The following loop searches for words that contain both `z` and `x`; it uses `and` to check whether both letters appear.

In [8]:
for word in word_list:
    if 'z' in word and 'x' in word:
        print(word)

maximize


**Exercise** Use `and` to find all words that contain `a`, `b`, and `c`. 

Now let's search for words that contain all of the vowels.  We could use `and` again to check them one at a time.  But there's a better way!

## Subsets

To start, I'll make a set that contains the vowels.

In [9]:
vowels = set('aeiou')

We can use this set to check whether a word contains all of the vowels.  If it does, then `vowels` is a subset of the letters in the word.

In [10]:
vowels <= set('education')

True

If the word does not contain all of the vowels, then `vowels` is not a subset:

In [11]:
vowels <= set('educated')

False

**Exercise** Write a loop that prints the words that contain all of the vowels.

In [12]:
for word in word_list:
    if vowels <= set(word):
        print(word)

education
educational
evaluation
regulations
documentation
automotive
miscellaneous
regulation
authorities
authorized
telecommunications
authentication
communicate
equation
dialogue
reputation
automobile
boundaries
equations
simultaneously
obituaries
encouraging
mozambique
revolutionary
questionnaire
unauthorized
evaluations
automobiles
instrumentation


**Exercise** Now suppose you have the letters `hpacnoy`.  How can you check whether a word contains only these letters?

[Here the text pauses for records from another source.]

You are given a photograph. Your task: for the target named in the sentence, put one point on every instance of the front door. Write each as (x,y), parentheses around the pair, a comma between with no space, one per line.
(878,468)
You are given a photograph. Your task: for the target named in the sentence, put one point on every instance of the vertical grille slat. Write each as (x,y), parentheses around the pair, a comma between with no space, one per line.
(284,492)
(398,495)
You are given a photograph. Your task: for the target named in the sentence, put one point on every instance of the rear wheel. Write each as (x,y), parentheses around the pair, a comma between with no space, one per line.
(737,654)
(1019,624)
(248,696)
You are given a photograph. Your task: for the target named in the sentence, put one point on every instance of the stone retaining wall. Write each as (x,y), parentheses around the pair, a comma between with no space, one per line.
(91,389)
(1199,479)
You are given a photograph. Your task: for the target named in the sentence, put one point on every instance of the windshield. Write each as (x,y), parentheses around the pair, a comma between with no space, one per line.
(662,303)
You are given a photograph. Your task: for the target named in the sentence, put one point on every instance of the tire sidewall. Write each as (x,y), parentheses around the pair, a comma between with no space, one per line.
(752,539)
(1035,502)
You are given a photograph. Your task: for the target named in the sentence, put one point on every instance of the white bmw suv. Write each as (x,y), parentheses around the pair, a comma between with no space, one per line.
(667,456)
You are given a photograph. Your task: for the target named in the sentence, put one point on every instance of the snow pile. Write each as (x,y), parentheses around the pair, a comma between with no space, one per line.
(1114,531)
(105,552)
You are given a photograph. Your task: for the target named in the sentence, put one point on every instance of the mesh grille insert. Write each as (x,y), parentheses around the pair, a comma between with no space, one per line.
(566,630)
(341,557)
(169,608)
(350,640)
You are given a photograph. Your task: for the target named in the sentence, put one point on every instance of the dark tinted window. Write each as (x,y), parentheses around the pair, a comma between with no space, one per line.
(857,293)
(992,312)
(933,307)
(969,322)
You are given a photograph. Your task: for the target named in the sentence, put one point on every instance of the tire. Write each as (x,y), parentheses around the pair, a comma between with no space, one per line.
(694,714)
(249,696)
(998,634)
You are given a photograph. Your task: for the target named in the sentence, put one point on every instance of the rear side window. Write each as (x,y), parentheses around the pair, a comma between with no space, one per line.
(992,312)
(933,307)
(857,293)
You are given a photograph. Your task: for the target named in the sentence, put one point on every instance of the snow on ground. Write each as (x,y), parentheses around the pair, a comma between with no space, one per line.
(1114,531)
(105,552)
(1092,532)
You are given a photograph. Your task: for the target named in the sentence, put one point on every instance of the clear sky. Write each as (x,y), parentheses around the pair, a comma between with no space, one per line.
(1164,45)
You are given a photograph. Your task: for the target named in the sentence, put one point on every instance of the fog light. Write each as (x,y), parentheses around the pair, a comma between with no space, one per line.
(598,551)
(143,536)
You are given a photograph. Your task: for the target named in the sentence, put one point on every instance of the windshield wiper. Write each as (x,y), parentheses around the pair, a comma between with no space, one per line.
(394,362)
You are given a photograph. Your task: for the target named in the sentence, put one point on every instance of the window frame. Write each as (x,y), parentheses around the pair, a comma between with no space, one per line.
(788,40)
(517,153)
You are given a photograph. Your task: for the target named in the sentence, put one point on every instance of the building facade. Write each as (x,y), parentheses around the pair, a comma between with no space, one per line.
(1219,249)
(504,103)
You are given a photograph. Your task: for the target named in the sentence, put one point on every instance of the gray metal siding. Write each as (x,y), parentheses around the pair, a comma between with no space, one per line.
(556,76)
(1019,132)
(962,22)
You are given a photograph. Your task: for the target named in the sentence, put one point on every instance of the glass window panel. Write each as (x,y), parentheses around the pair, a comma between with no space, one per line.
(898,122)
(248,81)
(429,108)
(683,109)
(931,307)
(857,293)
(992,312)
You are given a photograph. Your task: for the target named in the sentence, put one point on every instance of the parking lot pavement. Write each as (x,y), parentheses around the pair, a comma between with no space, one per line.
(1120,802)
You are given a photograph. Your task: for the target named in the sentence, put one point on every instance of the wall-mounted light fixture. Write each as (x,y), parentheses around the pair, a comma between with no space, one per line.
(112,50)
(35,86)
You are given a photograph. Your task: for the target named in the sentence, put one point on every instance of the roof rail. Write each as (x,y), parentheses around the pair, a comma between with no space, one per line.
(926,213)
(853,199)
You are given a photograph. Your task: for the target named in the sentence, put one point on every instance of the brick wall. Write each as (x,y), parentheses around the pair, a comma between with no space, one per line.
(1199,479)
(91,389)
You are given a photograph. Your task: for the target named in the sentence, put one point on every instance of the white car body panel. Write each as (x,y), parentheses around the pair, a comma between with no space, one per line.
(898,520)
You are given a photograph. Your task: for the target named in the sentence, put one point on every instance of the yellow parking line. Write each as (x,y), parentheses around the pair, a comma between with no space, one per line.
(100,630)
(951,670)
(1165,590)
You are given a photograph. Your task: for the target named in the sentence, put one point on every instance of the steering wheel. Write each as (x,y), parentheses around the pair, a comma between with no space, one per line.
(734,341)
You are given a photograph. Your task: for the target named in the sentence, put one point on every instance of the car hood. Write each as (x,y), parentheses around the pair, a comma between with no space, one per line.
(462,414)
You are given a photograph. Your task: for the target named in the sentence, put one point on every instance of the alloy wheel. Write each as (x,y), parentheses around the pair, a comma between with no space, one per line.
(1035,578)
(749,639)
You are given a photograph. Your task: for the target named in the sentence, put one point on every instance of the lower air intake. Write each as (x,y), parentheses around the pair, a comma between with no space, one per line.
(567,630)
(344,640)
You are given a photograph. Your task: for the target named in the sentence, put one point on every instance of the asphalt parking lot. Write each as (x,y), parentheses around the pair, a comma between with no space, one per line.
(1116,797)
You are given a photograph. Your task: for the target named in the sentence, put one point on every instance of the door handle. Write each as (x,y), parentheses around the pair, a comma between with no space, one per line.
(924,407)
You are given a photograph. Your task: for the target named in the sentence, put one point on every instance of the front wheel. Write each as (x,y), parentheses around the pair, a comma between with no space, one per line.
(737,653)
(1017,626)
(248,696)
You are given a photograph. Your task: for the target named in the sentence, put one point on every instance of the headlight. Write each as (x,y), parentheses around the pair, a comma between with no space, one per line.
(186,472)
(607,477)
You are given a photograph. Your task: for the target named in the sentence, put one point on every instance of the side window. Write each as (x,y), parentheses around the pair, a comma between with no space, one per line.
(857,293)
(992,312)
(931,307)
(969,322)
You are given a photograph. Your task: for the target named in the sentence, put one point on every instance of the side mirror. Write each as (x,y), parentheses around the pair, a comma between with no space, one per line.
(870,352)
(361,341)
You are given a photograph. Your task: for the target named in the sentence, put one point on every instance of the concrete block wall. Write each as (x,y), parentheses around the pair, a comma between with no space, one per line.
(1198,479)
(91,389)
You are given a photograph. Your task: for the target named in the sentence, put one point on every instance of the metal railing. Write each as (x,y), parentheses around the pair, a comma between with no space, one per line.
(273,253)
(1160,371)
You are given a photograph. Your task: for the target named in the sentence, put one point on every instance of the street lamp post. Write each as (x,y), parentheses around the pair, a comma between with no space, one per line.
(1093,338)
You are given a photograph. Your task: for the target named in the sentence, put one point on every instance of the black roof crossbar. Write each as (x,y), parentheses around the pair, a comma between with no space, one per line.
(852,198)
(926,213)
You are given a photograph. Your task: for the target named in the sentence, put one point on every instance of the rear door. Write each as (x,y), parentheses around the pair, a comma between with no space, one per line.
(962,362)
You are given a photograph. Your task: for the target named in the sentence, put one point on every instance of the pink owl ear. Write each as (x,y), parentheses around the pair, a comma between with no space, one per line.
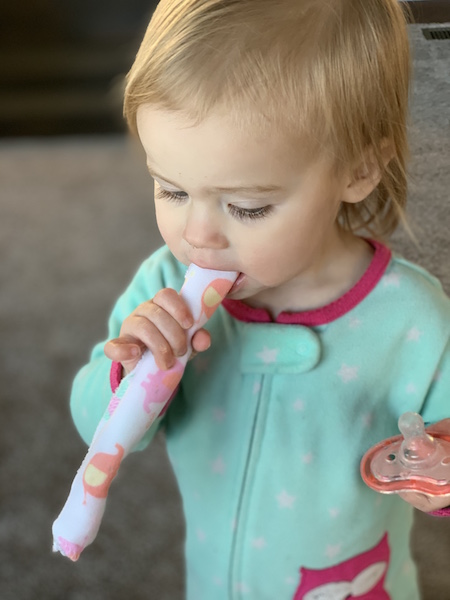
(213,295)
(368,579)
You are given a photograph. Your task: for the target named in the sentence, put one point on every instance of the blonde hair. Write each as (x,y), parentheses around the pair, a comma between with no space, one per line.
(333,74)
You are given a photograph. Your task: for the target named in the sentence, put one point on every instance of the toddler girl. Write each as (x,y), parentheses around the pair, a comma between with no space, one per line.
(275,133)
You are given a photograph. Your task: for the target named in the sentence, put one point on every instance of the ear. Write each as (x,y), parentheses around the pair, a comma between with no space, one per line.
(367,174)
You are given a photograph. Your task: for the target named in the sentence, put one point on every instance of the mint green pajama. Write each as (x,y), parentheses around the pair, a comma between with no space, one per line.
(269,426)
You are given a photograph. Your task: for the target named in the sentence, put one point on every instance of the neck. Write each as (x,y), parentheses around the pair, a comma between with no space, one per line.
(337,270)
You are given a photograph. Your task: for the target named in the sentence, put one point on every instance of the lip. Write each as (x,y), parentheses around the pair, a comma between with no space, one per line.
(237,284)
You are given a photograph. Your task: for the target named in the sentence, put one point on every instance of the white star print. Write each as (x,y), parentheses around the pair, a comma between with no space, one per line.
(259,543)
(268,355)
(285,500)
(218,466)
(367,419)
(392,279)
(413,335)
(354,322)
(299,405)
(333,551)
(347,373)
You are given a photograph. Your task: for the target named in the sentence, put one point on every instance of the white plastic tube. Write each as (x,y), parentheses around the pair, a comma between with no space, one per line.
(141,397)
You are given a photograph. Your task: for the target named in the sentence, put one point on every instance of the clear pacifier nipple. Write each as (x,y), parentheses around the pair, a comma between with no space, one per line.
(414,460)
(418,449)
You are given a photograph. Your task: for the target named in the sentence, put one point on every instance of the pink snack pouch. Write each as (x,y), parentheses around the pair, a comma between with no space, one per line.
(136,404)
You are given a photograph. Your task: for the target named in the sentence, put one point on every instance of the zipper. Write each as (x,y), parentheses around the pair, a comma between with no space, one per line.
(237,548)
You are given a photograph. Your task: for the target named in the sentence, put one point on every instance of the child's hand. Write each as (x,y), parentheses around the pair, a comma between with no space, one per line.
(160,325)
(422,501)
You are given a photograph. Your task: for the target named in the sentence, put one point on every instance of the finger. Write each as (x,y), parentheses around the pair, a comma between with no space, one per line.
(201,340)
(172,303)
(165,338)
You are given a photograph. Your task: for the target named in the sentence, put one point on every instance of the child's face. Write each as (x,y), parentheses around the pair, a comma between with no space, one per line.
(230,201)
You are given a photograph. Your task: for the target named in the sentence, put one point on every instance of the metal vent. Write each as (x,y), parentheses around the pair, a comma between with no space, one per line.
(440,33)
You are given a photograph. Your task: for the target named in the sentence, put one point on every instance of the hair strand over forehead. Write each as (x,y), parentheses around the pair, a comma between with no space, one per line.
(332,73)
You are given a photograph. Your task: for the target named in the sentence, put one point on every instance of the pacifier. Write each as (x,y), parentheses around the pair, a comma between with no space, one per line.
(414,461)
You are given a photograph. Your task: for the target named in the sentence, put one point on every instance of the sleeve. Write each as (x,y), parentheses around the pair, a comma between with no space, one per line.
(91,390)
(437,405)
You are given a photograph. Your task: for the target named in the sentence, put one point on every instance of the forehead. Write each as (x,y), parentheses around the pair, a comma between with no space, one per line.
(216,150)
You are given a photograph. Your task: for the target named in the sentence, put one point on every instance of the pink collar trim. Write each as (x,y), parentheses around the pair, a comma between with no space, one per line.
(325,314)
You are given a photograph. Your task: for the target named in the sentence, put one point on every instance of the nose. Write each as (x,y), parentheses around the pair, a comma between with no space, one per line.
(203,230)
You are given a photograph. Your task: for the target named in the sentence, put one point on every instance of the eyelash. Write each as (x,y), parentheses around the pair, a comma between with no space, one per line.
(242,214)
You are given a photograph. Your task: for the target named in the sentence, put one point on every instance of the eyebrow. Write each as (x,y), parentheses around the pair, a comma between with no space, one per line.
(258,189)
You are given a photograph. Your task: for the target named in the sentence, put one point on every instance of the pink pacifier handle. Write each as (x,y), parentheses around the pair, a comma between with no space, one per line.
(414,461)
(134,407)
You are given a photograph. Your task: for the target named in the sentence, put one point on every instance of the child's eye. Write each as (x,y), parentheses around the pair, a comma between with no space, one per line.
(172,196)
(249,213)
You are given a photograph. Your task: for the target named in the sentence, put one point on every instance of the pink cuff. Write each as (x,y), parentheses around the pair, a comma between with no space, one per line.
(115,375)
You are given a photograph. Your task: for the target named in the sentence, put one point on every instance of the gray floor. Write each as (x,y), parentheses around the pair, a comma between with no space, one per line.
(76,220)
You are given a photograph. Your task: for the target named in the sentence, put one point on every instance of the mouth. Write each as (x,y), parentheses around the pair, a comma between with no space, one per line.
(237,284)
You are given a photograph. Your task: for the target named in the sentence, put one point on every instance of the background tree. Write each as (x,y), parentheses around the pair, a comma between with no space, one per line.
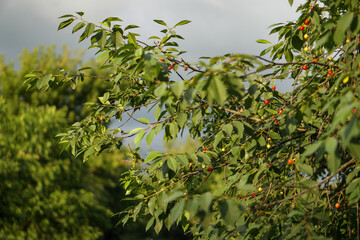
(288,161)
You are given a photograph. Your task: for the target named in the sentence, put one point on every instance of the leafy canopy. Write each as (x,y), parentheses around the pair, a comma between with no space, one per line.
(279,162)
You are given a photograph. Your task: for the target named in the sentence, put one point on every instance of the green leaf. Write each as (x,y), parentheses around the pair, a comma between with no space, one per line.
(218,137)
(177,88)
(153,155)
(174,196)
(263,41)
(291,125)
(177,211)
(116,38)
(312,148)
(183,22)
(88,152)
(78,26)
(149,137)
(172,164)
(67,16)
(139,136)
(345,20)
(65,23)
(229,211)
(227,128)
(149,224)
(315,19)
(135,130)
(90,27)
(203,158)
(159,91)
(43,81)
(216,90)
(161,22)
(144,120)
(305,168)
(333,162)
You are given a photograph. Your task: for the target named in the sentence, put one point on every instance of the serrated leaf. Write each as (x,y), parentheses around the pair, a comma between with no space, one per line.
(263,41)
(149,224)
(161,22)
(135,130)
(177,88)
(333,162)
(139,137)
(43,81)
(183,22)
(65,23)
(172,164)
(150,137)
(78,26)
(177,211)
(144,120)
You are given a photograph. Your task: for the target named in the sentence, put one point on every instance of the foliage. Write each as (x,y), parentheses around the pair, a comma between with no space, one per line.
(45,194)
(285,159)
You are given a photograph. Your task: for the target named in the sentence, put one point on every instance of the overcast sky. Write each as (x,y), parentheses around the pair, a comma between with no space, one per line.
(217,27)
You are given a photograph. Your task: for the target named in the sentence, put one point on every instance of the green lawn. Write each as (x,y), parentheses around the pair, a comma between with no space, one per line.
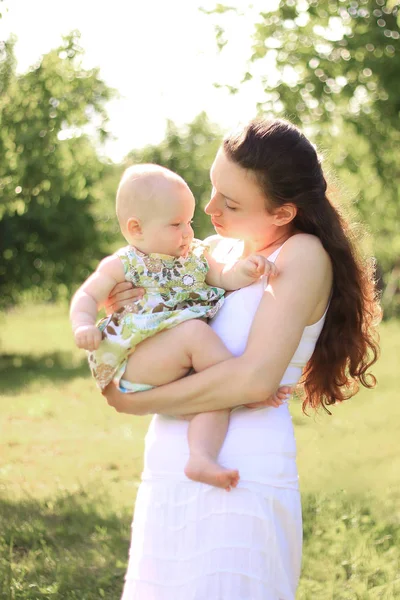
(70,468)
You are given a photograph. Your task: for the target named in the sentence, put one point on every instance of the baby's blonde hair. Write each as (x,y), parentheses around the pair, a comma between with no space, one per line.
(139,189)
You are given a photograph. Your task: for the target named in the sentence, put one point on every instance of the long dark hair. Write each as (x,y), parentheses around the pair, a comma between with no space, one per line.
(287,169)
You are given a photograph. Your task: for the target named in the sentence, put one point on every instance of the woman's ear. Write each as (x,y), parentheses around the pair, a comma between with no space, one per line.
(285,214)
(133,226)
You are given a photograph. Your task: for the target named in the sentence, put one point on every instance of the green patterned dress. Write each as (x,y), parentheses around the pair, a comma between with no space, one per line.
(175,291)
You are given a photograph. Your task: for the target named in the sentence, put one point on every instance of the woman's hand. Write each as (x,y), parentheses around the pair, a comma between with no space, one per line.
(275,400)
(124,403)
(122,294)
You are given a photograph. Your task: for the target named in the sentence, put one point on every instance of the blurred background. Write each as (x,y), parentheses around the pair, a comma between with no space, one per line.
(87,88)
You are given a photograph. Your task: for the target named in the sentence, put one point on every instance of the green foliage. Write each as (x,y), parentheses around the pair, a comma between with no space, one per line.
(48,233)
(332,67)
(188,151)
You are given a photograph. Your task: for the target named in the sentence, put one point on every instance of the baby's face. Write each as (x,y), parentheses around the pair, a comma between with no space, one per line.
(168,230)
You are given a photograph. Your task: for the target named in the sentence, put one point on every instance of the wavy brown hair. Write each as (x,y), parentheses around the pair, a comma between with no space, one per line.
(288,170)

In the next cell, write a test that checks whether the word `canyon` can be spelled with this word.

**Execise** Now write a loop that prints all words in the list that contain only these letters.

Modify it so it prints only words with 4 or more letters.

Finally, modify it so it also requires the word to contain the letter `y`.